ひんやりと冷たいゼノの手が肌に触れ、淡い水色の瞳がルメリアを冷淡に見下ろした。
相変わらず彼が吐く息は冷たい。
それなのに、なぜかキスする唇だけは燃えるように熱かった。
「ん……っ……!」
ルメリアは彼の胸を叩いてわずかに抵抗するけれど、すぐに身体中から力が抜けてしまう。

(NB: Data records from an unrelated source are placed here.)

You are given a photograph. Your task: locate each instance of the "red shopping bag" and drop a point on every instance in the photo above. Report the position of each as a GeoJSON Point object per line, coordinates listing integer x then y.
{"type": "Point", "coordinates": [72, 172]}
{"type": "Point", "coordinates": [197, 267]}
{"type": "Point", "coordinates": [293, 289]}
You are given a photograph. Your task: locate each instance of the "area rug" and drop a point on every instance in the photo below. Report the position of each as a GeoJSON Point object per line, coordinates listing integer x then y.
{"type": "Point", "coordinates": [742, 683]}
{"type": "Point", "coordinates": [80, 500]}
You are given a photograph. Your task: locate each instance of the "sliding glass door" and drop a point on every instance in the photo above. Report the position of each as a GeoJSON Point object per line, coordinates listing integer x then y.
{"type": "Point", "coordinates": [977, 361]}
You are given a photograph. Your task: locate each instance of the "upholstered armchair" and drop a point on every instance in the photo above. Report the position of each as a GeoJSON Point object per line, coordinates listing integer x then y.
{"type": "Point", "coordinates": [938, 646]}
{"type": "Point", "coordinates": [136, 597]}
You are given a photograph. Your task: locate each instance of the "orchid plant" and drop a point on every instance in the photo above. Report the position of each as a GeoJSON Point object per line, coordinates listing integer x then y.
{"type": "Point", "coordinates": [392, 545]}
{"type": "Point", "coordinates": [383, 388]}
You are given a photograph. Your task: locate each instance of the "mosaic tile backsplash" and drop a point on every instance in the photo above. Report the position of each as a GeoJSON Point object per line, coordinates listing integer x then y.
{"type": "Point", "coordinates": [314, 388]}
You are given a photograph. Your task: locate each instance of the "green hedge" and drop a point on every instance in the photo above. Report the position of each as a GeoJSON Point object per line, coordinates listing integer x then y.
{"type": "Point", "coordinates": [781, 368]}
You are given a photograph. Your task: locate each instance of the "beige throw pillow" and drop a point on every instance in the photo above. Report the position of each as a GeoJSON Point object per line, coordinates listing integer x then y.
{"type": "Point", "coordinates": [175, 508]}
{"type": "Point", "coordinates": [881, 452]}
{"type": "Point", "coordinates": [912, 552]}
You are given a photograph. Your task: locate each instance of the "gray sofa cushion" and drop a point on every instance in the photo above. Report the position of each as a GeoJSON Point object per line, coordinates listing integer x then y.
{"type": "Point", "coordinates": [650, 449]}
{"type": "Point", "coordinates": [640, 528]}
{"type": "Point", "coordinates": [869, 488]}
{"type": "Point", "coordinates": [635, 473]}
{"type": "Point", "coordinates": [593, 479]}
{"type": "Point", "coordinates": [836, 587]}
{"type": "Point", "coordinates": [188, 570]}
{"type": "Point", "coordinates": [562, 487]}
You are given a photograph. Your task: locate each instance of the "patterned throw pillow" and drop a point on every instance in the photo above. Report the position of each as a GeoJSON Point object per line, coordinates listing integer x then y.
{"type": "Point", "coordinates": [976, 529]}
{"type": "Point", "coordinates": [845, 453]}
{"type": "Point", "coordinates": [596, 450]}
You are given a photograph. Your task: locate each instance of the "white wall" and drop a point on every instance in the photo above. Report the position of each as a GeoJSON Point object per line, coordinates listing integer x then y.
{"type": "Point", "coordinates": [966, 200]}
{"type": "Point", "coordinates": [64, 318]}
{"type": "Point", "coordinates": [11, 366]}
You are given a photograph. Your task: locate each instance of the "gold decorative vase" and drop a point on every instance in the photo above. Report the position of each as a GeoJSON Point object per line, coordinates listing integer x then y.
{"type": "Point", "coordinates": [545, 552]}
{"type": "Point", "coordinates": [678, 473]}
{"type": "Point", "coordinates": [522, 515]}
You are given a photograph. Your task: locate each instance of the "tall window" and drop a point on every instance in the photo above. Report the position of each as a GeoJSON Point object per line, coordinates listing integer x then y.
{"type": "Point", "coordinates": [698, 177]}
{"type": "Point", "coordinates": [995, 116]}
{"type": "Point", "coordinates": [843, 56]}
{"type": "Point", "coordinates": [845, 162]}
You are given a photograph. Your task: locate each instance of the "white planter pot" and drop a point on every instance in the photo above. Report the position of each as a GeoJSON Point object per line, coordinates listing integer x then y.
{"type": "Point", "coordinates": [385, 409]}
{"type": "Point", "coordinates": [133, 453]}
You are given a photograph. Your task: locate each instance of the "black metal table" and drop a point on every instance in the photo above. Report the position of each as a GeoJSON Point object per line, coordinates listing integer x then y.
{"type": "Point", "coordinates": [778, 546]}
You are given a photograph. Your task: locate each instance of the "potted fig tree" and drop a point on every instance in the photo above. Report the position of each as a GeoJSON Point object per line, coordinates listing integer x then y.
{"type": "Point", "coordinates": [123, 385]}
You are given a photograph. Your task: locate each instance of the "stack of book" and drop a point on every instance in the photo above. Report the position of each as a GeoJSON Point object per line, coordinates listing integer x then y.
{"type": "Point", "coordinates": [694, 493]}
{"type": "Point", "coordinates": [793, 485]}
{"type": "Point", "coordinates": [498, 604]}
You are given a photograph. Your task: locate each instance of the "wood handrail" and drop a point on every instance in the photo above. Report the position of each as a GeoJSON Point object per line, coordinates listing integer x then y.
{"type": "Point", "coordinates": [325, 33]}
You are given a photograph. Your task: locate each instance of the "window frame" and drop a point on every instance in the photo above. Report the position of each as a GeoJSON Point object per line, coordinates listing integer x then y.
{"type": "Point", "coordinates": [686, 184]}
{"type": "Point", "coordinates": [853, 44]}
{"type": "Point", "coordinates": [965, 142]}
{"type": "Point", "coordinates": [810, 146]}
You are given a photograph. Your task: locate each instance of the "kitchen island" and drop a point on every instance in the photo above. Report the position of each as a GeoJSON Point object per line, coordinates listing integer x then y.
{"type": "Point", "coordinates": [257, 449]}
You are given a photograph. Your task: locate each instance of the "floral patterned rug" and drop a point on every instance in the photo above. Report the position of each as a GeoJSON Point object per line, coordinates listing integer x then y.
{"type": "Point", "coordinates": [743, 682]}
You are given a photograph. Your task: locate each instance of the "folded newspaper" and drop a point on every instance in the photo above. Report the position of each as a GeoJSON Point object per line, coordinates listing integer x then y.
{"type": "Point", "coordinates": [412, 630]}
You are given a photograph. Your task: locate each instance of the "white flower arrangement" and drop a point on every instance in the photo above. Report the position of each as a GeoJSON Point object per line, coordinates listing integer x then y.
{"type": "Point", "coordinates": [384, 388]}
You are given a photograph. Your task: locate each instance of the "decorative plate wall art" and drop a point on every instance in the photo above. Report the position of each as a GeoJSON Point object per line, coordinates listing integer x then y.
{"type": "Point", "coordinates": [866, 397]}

それを見たゼノは少し微笑し、ますます体を密着させる。
くちゅっという、キスの生々しい水音がルメリアの耳元まで届く。
目を閉じても、脳裏に生々しい感触が伝わってくる。
まるで全身が唇になったかのような感覚。
すべての神経がそこに注がれる。
「うっ……ん……!」
角度を変え、ゼノは執拗にキスを繰り返した。
ルメリアが何とか拒絶し、口を閉じようとすれば、ゼノの指が強引にこじ開けてくる。
「暴れるな、ルメリア。本当は気持ちいいくせに。」
「っ〜〜〜!」
そう、本当は嫌なはずなのに。
ゼノにキスされる度に、ルメリアはとろとろに溶かされてしまう。
だがこれは、あくまで緊急措置。
二人の間に恋愛感情など存在しない。
キスはただお互いの身を守るための手段にすぎないし、それに………
「死ね、ブラド伯爵━━━━━━━━!」
いつだって甘い空気は、敵の襲来で一瞬でぶち壊される。
なぜなら二人には敵が多すぎるから。
こんなに危機的状況でも、ルメリアはあくまでキスは仕方なく!という思いだけは頑なに譲らなかった。